Alternative Histories of Computer Music: CSIRAC


Session Title:

  • Latin American Forum #1: Alternative History of Computer Music

Presentation Title:

  • Alternative Histories of Computer Music: CSIRAC




  • Panel: Latin American Forum #1: Alternative History of Computer Music

    Computer music is the great musical adventure of the 20th and 21st centuries, even if it has always been a rather poorly-defined concept. Obviously it has something to do with computers and it has something to do with music. The question of why someone would want to use a computer for music was first asked (in print) in 1959 by Lejaren Hiller. Now, the use of computers for music production and reproduction is ubiquitous, for artists and consumers, so many others must have asked that question. For artists, computer music may still retain the aura of a separate field of academic or artistic endeavour. For consumers, the use of computers in music is a daily fact of life. The path that led to this usage is the result of many very small steps that were neither coordinated nor goal-oriented – steps that were not labelled as scientific, consumer-oriented, or artistic. Ideas concerning timbre creation, experimental music, complex compositional systems, musical instrument design, and the enthralling power of a computation machine all contributed to a climate where something called “computer music” was created.
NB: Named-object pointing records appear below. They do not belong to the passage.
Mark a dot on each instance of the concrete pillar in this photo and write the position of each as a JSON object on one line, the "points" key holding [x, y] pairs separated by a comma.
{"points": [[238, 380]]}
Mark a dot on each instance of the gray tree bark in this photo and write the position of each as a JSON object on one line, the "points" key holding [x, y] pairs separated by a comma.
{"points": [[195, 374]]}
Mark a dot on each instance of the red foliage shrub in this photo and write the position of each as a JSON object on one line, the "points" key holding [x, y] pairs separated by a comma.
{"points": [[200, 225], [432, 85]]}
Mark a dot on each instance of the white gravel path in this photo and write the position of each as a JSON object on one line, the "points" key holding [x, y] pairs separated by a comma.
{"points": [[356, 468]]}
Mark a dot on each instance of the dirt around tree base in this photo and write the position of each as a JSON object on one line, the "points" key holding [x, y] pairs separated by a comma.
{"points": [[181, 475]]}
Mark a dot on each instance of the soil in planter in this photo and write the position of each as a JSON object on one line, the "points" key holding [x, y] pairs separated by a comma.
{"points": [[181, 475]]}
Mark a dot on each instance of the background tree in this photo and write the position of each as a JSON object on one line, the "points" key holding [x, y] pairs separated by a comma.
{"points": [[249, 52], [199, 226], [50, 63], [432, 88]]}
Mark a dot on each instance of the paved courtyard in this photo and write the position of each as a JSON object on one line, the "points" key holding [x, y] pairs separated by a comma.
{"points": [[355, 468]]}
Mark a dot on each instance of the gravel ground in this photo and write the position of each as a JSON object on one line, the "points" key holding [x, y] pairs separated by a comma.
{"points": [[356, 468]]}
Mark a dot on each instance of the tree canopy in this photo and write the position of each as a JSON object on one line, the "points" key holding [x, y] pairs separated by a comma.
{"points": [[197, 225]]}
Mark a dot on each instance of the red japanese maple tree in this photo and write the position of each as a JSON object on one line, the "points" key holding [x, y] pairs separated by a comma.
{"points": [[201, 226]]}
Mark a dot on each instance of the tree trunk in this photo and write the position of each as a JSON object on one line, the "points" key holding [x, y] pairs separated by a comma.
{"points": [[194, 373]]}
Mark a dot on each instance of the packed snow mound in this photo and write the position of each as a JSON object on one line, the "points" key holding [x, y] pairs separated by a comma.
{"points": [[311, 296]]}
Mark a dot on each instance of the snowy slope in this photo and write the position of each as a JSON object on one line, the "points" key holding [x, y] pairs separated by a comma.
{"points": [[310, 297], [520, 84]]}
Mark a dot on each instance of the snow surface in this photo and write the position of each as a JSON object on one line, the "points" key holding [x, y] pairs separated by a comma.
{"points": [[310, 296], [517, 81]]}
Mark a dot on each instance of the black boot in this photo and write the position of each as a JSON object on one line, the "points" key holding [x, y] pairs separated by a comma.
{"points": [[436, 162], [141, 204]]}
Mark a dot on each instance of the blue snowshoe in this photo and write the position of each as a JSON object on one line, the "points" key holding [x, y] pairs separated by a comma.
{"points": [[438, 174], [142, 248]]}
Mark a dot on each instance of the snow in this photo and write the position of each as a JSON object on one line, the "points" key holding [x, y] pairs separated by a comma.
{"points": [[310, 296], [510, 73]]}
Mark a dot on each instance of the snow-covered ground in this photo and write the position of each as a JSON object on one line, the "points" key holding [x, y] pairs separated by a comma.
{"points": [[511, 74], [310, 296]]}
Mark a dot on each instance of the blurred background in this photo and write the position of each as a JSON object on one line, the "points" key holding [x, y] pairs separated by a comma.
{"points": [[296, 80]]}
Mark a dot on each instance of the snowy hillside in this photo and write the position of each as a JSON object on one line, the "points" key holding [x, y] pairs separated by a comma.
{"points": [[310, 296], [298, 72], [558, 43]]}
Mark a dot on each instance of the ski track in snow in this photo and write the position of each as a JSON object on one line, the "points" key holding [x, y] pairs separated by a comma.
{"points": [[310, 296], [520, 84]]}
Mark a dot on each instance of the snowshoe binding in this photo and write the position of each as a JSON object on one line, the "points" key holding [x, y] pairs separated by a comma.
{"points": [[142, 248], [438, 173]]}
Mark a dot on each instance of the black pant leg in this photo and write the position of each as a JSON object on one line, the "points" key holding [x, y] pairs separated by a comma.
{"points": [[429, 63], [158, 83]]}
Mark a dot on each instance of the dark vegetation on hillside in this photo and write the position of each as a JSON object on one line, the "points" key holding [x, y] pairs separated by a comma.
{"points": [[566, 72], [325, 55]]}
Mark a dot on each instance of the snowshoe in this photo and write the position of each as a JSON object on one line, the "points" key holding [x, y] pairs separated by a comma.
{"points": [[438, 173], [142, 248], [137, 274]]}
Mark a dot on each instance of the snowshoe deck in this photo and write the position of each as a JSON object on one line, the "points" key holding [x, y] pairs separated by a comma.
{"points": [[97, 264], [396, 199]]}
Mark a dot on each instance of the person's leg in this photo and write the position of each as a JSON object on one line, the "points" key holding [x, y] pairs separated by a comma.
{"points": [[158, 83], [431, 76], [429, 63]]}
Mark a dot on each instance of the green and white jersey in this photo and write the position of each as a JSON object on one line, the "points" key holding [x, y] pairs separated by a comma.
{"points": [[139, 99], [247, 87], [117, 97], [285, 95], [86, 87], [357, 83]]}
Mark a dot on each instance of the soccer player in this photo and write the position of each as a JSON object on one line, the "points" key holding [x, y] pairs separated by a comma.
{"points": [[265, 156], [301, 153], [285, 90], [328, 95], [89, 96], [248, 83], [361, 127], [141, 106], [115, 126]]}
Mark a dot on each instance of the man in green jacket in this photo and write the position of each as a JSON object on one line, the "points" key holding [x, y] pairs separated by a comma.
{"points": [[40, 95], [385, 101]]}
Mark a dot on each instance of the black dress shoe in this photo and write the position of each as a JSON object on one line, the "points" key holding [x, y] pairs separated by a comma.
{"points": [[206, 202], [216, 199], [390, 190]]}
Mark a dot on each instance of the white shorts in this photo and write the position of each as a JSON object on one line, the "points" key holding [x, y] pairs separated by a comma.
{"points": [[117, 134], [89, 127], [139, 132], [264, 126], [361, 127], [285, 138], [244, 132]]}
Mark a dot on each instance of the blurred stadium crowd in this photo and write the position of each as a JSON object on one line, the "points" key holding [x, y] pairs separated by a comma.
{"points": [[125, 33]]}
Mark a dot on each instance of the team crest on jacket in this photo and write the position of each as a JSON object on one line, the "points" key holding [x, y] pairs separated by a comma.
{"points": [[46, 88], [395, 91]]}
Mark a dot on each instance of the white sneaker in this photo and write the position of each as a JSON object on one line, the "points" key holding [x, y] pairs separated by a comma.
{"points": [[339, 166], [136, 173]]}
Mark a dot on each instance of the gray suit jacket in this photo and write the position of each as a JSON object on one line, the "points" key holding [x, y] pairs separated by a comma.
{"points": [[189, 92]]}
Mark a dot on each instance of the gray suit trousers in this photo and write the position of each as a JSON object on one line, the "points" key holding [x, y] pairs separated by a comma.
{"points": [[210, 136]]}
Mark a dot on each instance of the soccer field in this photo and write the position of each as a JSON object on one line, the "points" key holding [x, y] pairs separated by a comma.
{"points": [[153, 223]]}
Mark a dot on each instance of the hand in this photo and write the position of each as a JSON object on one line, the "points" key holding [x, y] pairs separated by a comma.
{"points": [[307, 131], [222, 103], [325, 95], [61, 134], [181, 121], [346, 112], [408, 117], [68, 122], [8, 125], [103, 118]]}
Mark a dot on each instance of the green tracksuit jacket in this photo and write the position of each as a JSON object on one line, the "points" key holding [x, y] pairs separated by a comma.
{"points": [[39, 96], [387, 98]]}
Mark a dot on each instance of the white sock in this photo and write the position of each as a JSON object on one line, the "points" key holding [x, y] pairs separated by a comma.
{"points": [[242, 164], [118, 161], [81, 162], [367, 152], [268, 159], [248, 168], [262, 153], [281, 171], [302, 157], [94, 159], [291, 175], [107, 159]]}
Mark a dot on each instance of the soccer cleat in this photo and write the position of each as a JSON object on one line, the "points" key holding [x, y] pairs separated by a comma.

Based on these ideas, an historical narrative could be produced, joining all of these activities in a compelling story of inevitable advances. Perhaps an equally viable narrative would be the chronicle of engineering achievements that accidentally became musically useful. Digital computers are another example. In the case of CSIRAC, the hooter circuit could be added to this list, as having a loudspeaker driven by pulses allowed people with skill and imagination to make musical experiments. The technical challenges faced by all pioneers of computer music were enormous and difficult to comprehend today. Surmounting these challenges was a contribution to what is now a dominant musical activity. An artistic history might discount some of the initial ‘buzzes and squawks’ as musically irrelevant. But a history cognisant of the current artistic, scientific, and consumer-oriented reality, should take note of the effort and dedication that now can be seen as a piece of the overall puzzle, part of the grand musical adventure of the Twentieth Century: the use of computers in music.